In 2021, due to the ongoing global coronavirus pandemic, the WTA Tour rescheduled the Qatar Total Open to take place the first week of March. A portion of the season typically carved-out for week-1 of the BNP Paribas Open in Indian Wells. When Indian Wells postponed its tournament due to COVID-19’s continued threat to the Coachella Valley, the Tour reinvented the 2021 calendar.
As a result, in January Abu Dhabi hosted the season’s first event. A WTA-500 tournament specifically created to get players back on court. Dubai then hosted Australian Open qualifying, while main-draw entrants traveled to Australia for two weeks of quarantine. Meanwhile, Tennis Australia moved the Australian Open to the second week of February to accommodate the country’s strict pandemic protocols. Immediately following quarantine, the WTA hosted several new tournaments in Melbourne Park. All designed as lead-up events to the season’s first Major. After Oz, Adelaide hosted its postponed tournament, while most traveled to the Arab Gulf to prepare for the Qatar Total Open and Dubai Duty Free Tennis Championships.
Doha: Rebranded in 2021 from Premier to a WTA-500 Tournament
The WTA also rebranded the 2021 Qatar Total Open a WTA-500 event, after the Tour realigned its tournament tier structure during the off-season. Rather than International, Premier, Premier-5 and Premier Mandatory; starting in 2021, all WTA events became classified as WTA-250, WTA-500 and WTA-1000 tournaments (similar to the ATP Tour).
Moving forward, the Qatar Total Open and the Dubai Duty Free Tennis Championships will continue to alternate the WTA’s two Arab Gulf events.

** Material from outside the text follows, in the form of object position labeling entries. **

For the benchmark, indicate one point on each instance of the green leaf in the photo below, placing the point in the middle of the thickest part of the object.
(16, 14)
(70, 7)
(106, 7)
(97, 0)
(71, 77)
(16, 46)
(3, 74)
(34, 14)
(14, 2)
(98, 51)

More specifically, on “even” years the Qatar Total Open will host the WTA-1000 event with a field of 64. Consequently, during “odd” years, it will feature a WTA-500 event with a field of 32.
Coronavirus: Delivering a top-shelf international event responsibly
While the Qatar Tennis Federation allowed fans to attend the 2021 Qatar Total Open; the QTF sold tickets at reduced capacity. All wore masks, encountered temperature checks upon arrival, and adhered to social-distancing guidelines – required to sit several seats apart.
Players, WTA staff and umpires lived in their own “bubble” at the Four Seasons. Meanwhile, tournament support, lines-people, ball persons and the announcer stayed in a separate “bubble” at Ezdan Palace. All underwent routine coronavirus testing and regular temperature checks. Everyone was required to wear masks at all times (except players and umpires during competition). The locker-room was off-limits for the athletes until their match was on-deck, and none were allowed to shower on site. Every aspect of post-match recovery took place at the player hotel.
Pandemic Event Hosting: Champions adjust
From behind-the-scenes pandemic protocols to extreme “socially-distanced” announcer interviews and trophy presentations – the Qatar Tennis Federation and WTA adhered to every science-guided precaution to ensure the safety of all involved. And by doing so, despite all of the obvious challenges, delivered another top-shelf experience for both players and fans on site and those watching around the world.
Hosting high-profile international events during a devastating pandemic is possible. That is, when organizers have the courage, compassion and ingenuity to reinvent the way things are done; when they have the flexibility and financial support to adjust expectation. And as we’ve all learned after one year of separation, isolation, anxiety and heart-break: the “escape” that televised sports provides is invaluable to mental health. A welcome distraction to a very un-welcome new reality.